Distribution maps showing range change area of Valeriana wallichii under future climatic scenarios (A,B): under representative concentration pathway 4.5 and 8.5 for year 2050 (C,D): under RCP 4.5 and 8.5 for year 2070. Olive color in the scale represents the areas where newly suitable areas appear in the future climate scenarios, black color represents the areas where the habitat suitability is lost in the future, purple color represents the regions that maintain the habitat suitability in the future climatic conditions, and red color shows the regions where the species is absent.

3.4. Niche Dynamics

Niche comparison results of Valeriana wallichii between the current and future climatic unveiled that niche overlap ranged from 42% (Schoener’s D = 0.42 (min)) for current vs. RCP8.5 2070 to 66% (Schoener’s D = 0.66 (max)) for current vs. RCP4.5 2050. In addition, an overlap of 60% for current vs. RCP4.5 2070 (Schoener’s D = 0.60) and overlap of 65% for current vs. RCP8.5 2050 (Schoener’s D = 0.65) were found, respectively. While measuring the properties of environmental habitat, the principal component analysis (PCA-env) revealed that principal component 1 (PC1) retained a maximum variation of 45.76% in the case of current vs. RCP 8.5-2050 in comparison to the current vs. RCP4.5 2070, which retained a minimum variation of 43.08%. Similarly, the minimum variation retained for principal component 2 (PC2) is 25.59% for current vs. RCP4.5 2070 compared to a maximum of 33.6% for current vs. RCP4.5 2050. For niche equivalency, the null hypotheses for each of the pairwise comparisons between the species environmental niche were not rejected for current and future climatic scenarios in any of the pairwise comparison, i.e., p > 0.05. Niche similarity test was rejected for the null hypothesis in case of current vs. RCP4.5 2050 (p-value = 0.198), current vs. RCP8.5 2050 (p-value = 0.0297), current vs. RCP8.5 2070 (p-value = 0.0495) respectively (Table 6; Figure 5A–D).

Table 6

Niche comparisons and first two principal components between current and future projected distribution of the Valeriana wallichii.
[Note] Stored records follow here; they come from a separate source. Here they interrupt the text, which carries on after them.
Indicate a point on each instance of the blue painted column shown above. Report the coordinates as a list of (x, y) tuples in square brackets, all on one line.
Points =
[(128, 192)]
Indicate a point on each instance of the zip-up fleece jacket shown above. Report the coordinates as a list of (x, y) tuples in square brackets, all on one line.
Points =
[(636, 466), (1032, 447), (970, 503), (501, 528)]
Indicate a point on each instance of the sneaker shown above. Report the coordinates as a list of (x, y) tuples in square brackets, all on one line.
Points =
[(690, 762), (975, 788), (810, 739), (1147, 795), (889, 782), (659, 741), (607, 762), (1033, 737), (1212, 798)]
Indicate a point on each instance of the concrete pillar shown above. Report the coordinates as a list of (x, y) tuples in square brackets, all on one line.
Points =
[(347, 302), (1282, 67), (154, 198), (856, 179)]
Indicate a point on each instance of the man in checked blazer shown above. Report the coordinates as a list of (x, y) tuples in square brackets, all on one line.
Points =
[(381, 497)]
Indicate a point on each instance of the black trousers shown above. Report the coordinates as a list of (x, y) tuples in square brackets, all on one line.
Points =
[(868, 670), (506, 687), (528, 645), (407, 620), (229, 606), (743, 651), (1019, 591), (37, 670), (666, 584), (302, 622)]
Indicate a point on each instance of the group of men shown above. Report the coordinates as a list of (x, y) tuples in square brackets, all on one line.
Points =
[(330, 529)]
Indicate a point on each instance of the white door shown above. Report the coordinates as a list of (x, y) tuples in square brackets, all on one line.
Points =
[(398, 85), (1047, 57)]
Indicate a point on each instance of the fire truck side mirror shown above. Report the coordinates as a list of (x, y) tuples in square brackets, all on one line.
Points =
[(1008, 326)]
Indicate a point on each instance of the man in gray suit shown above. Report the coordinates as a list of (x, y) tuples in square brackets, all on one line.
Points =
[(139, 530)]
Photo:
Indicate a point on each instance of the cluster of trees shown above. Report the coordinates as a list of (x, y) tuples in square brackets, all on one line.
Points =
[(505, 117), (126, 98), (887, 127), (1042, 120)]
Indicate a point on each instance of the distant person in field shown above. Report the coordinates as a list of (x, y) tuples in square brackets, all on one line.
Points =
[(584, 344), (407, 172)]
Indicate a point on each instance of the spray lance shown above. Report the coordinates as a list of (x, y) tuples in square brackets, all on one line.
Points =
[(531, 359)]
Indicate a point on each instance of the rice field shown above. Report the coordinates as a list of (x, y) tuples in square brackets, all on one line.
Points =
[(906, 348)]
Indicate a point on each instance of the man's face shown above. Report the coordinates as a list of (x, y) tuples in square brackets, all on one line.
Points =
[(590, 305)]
Pair	PC1 (%)	PC2 (%)	Overlap (D)	Equivalency Test (p-Value)	Similarity Test (p-Value)
Current vs. RCP 4.5 2050	45.11	33.6	0.66	0.45545	0.0198
Current vs. RCP 4.5 2070	43.08	25.59	0.60	0.55446	0.05941
Current vs. RCP 8.5 2050	45.76	32.77	0.65	0.52475	0.0297
Current vs. RCP 8.5 2070	44.65	33.28	0.42	0.46436	0.0495

Figure 5

Change in the niche dynamics of Valeriana wallichii under current and future climatic scenarios. (A) Current vs. representative concentration pathway 4.5 for 2050 (B) Current vs. representative concentration pathway 4.5 for 2070 (C) Current vs. representative concentration pathway 8.5 for 2050 (D) Current vs. representative concentration pathway 8.5 for 2070. The contribution of various bioclimatic variables is provided by correlation circle and depicts the variation percentage of each axis. Blue color represents the density of species in current while red color shows the density of target species in future. Equivalency and similarity results are shown by bar plots, while the red arrow shows the change in the niche between current and future climate scenarios.

4. Discussion

Modeling current habitats and forecasting the future species distribution range is an important step toward the species recovery plans in their natural habitats. The use of habitat distribution modeling to determine the dispersal range and impact of climate change on future habitat suitability is crucial to devise appropriate management practices for the conservation and sustainability of the habitat of species in the future [48,49]. This not only provides the key determinants of geographical range area [50] but also enables us to understand the interrelationship among species distribution range and extinction [51,52]. Over the past several decades, increased global Earth temperature has resulted in the extinction of a wide range of plant species [53,54], while a large number show shifts in their ecological niches [53,55]. The impacts of climate change are experienced by all types of ecosystems across the globe; however, the uphill habitats within the Himalayan biodiversity hotspots are highly vulnerable to the potential climate change impacts, the prime concern among which is the alteration in habitat suitability and niche expansion/contraction [56,57]. The present study is the first effort to map the current habitats and predict the impact of climate change on habitat suitability in the future using the BIOMOD ensemble approach in Valeriana wallichi, a threatened medicinal herb. BIOMOD ensemble was preferred over a single algorithm modeling data set because it combines different machine learning and statistical algorithms to increase the accuracy of the model run estimations [58,59]. To determine the performance of the model run, two types of evaluation metrics were used, AUC and TSS [60,61]. In the present study, the values of both these metrics were greater than 0.9. Moreover, the actual geographical distribution recorded during the present study coincides with the current potential habitats modeled in the present study, which signifies the robustness of the model run.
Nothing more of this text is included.